Worse still, is the “monster” called Artificial Intelligence that can perform a lot of the routine capabilities and tasks that the human being can perform. The repetitive job of the accountant and the diagnostic techniques of a medical doctor can be easily performed by AI devices.

But then, AI falls flat on its face in the aspects of emotional intelligence, creative thinking, adapting to new circumstances and complex decision-making—unless the human being intervenes. AI will not sense that an invalid needs to be hugged, nor would it think out of the box.

It can only function according to the way it is programmed. American standup comedian, Chris Duffy, recently told a Ted Talk audience, how he claimed to be CEO of Linkedin to Linkedin, on Linkedin, and Linkedin congratulated him, and informed his contacts on the same platform.

Another revolution that can upstage disruptions in the workplace is blockchain cryptocurrency that substitutes virtual money for physical currency and coins. When fully operational, not only will employment in the old-fashioned printing and minting works be phased out, those who cannot use the technology won’t be able to access to their own money.

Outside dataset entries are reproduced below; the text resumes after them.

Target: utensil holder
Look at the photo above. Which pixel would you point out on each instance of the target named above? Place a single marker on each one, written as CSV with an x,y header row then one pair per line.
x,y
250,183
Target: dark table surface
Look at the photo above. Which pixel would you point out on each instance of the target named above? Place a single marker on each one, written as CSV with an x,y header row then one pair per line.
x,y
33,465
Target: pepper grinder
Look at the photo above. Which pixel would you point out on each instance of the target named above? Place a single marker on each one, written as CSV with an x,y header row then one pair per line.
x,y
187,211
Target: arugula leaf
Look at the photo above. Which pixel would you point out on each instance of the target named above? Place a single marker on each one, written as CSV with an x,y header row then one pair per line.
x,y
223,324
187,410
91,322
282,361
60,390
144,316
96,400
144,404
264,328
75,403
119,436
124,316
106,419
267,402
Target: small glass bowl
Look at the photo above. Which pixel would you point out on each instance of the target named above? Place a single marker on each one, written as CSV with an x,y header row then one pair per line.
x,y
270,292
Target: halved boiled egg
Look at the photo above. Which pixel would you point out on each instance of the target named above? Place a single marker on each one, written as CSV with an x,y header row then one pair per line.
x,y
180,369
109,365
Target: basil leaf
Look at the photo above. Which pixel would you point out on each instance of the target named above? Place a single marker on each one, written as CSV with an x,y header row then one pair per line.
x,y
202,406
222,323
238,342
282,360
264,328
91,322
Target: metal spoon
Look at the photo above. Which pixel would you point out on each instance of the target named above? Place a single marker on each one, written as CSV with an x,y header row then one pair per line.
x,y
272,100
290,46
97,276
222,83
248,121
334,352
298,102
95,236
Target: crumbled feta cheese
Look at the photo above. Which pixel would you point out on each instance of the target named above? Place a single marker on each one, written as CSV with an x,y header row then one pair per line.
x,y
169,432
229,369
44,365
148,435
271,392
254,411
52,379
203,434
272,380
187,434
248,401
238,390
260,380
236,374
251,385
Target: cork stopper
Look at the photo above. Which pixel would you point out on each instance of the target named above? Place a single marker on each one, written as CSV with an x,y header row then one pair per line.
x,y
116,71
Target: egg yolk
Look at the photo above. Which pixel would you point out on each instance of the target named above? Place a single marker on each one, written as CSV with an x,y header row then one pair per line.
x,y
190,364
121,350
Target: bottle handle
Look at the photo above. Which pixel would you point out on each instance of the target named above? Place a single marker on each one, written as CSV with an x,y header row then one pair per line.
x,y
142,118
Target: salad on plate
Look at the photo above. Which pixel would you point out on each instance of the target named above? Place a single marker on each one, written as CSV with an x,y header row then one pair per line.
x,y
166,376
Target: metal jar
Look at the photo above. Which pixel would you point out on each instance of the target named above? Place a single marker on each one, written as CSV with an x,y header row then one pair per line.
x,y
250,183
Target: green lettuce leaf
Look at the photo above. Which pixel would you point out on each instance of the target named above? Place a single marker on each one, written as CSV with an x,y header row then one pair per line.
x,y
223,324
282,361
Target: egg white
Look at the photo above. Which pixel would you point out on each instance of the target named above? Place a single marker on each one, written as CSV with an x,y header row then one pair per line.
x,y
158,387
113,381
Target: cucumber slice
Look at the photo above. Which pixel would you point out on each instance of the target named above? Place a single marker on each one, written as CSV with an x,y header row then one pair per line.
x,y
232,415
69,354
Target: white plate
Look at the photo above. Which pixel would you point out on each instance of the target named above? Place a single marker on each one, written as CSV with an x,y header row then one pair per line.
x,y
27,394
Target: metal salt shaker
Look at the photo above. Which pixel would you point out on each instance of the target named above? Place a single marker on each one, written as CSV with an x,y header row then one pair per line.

They would virtually be poor, even if they were billionaires.

To access money in what is called “wallets” may require, and pay, techies who have the requisite expertise. How about that, for the end of your privacy and your arrival at the totalitarian state of the Big Brother of George Orwell’s 1984? The One World Order is nigh.

Anyway, digital technology has redefined the work experience, and today’s professionals work more with their heads than their hands, use more gadgets as work enablers and perform even more tasks than an army of analogue workers.

Nigerians must begin to find a space in all this. Luddites won’t have a chance to halt the March of Times. Bosun Tijani, Minster of Communication, Innovation and Digital Economy recently disclosed that Nigeria’s 3MTT, or 3 Million Tech Talents, is the world’s largest tech training programme in the world.

So, embrace the multitasking generalists as the nemesis of specialists, with a requiem to division of labour!